The immediate trigger is Budapest’s stated intention to block the loan unless Ukraine restores Russian oil flows through the Druzhba pipeline into Hungary and Slovakia. Orbán has further argued that Kyiv has been slow to repair the pipeline after it was damaged in a Russian drone attack, placing responsibility for downstream energy impacts on Ukraine while leveraging an urgent EU financial instrument. Costa’s response attempts to separate two dossiers that are increasingly entangled: sustaining Ukraine’s macro-financial resilience during wartime and managing Central Europe’s exposure to Russian energy transit disruptions and infrastructure vulnerability to long-range strikes.

For European defence and security stakeholders, the episode underscores a recurring strategic risk: a single member state can exploit unanimity-sensitive decisions and time-critical support packages to seek concessions on unrelated files, complicating EU crisis response. It also highlights the operational security dimension of energy infrastructure under attack by unmanned systems; the Druzhba damage attributed to a Russian drone strike reinforces that critical energy corridors remain a target set in the wider conflict, with second-order effects on EU cohesion and Ukraine support mechanisms.

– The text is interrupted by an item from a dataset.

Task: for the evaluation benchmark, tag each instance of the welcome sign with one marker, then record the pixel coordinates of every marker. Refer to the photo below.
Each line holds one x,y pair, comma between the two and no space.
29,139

Costa’s indication that he will raise Druzhba with President Volodymyr Zelenskyy suggests a political attempt to neutralise Hungary’s stated energy-security concerns without conceding on the principle that European Council decisions should be implemented. If Hungary maintains its blockade, the EU faces a choice between accommodating linkage politics—risking repeat behaviour—or pursuing alternative structures that reduce veto leverage, a trend with direct implications for how Europe funds and sustains Ukraine over a protracted war.